Proses pencabutan berita jika terkait dengan hal di atas bisa dilakukan. Tapi itupun tidak semena-mena. Harus melalui mekanisme penyelesaian sengketa.

Dibanding tahun 2021 silam, tahun ini kasus kekerasan menurun. Namun intervensi terhadap kemerdekaan ruang redaksi menjadi tiga kasus. Dari keseluruhan kasus 2022 tersebut, tak satu pun dilaporkan secara hukum.

Bahkan, perusahaan pers –di mana wartawannya menjadi korban kekerasan, sering tak bersikap. Selain itu, dalam banyak kasus, jurnalis yang menjadi korban kekerasan juga sering memilih mundur ketika diadvokasi.

Ketentuan pasal 8, UU Nomor 40 tahun 1999, tentang pers, memberikan perlindungan yang mendasar, menyeluruh dan profesional terhadap profesi wartawan. Sepanjang wartawan menjalankan tugasnya berdasarkan UU Pers, Kode Etik Jurnalistik dan peraturan-peraturan turunan, seperti Peraturan Dewan Pers.

Banyak faktor penyebab, mulai dari proses yang panjang jika dilaporkan, hingga tak ingin ribut. Maka, tak satu pun kasus kekerasan terhadap jurnalis diusut tuntas.

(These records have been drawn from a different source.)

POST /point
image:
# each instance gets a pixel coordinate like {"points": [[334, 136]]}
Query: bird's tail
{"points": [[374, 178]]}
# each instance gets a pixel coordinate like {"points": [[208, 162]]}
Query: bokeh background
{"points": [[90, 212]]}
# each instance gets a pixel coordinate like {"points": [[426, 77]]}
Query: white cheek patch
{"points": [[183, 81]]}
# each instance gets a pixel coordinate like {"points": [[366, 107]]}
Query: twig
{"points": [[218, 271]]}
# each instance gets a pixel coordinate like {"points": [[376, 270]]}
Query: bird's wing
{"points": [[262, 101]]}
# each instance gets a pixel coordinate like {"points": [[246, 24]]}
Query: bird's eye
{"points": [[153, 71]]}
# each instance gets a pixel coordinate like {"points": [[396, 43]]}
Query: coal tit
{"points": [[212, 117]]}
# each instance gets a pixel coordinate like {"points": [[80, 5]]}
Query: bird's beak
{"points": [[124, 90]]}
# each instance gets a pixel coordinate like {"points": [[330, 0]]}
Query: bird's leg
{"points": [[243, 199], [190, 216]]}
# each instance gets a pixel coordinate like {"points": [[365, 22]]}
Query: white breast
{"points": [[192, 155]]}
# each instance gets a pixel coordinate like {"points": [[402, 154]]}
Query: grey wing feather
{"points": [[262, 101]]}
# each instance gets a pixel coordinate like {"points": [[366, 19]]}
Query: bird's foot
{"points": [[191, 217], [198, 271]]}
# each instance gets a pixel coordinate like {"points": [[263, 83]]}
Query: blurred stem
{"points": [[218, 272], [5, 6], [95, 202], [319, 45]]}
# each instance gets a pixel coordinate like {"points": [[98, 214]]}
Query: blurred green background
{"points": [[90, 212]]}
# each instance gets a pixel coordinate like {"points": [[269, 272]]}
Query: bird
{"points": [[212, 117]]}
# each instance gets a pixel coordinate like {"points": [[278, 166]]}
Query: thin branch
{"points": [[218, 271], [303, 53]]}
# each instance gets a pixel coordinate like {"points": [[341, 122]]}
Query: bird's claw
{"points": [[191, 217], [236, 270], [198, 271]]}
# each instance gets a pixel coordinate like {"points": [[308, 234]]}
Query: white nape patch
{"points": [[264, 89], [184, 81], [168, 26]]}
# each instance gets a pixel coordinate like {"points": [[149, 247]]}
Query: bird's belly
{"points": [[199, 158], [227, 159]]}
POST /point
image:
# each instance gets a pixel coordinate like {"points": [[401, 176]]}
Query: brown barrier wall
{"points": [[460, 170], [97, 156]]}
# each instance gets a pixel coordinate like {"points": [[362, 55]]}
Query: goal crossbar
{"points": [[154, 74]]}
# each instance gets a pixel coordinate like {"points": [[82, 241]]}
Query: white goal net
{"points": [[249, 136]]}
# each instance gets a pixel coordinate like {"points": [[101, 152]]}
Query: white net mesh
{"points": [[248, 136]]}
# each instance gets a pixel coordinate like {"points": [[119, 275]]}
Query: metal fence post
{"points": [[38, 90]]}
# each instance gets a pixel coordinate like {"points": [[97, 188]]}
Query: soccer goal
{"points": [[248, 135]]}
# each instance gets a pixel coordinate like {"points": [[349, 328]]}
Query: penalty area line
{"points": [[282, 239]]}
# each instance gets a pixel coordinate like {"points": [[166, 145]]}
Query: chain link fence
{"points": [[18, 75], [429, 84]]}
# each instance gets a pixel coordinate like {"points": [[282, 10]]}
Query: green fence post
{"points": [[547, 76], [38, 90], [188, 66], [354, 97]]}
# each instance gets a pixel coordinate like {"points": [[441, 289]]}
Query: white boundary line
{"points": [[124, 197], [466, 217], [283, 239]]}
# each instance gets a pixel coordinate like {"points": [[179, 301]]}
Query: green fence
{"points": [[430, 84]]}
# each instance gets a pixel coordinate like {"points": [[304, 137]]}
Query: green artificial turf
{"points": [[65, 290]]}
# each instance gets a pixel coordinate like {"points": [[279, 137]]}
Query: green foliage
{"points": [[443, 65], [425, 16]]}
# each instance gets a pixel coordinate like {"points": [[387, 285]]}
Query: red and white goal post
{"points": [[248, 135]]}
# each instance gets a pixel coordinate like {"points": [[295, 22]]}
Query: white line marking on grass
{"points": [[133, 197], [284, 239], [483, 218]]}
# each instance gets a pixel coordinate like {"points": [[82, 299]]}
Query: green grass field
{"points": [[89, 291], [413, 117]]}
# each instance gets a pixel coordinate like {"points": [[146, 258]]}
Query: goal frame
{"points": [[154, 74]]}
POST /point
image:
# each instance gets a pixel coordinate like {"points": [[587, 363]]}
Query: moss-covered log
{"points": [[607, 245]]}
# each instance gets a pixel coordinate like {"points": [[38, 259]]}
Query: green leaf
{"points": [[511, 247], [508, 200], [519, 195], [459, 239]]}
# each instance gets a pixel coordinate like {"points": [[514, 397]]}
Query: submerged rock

Menyikapi berbagai hal di atas, AJI Palu menyampaikan rekomendasi, sebagai berikut, Masyarakat, termasuk pemangku kepentingan, perlu menghormati aktivitas jurnalistik. Keberatan terhadap produk jurnalistik mengedepankan mekanisme diatur dalam UU 40 Tahun 1999 tentang Pers, seperti hak jawab maupun hak koreksi.

Selanjutnya, dia menyampaiakn, komunitas pers perlu serius menyikapi kekerasan terhadap jurnalis. Sebab, sulit memutus rantai kekerasan tanpa komitmen yang sungguh-sungguh dari komunitas pers. Keseriusan itu, misal, tidak permisif terhadap segala bentuk kekerasan.

Menurutnya, Jurnalis mematuhi Kode Etik Jurnalistik dalam bekerja. bersikap profesional, independen, dan mengutamakan kepentingan publik. Sebab, ketidakprofesionalan dapat memicu kekerasan terhadap jurnalis.

“Masyarakat yang mendapati atau menilai perilaku jurnalis tak profesional dapat melapor ke perusahaan media tempat jurnalis bekerja, organisasi wartawan, maupun Dewan Pers,”katanya.

“Para pihak menempuh hak jawab untuk meluruskan berita yang keliru,” pungkasnya.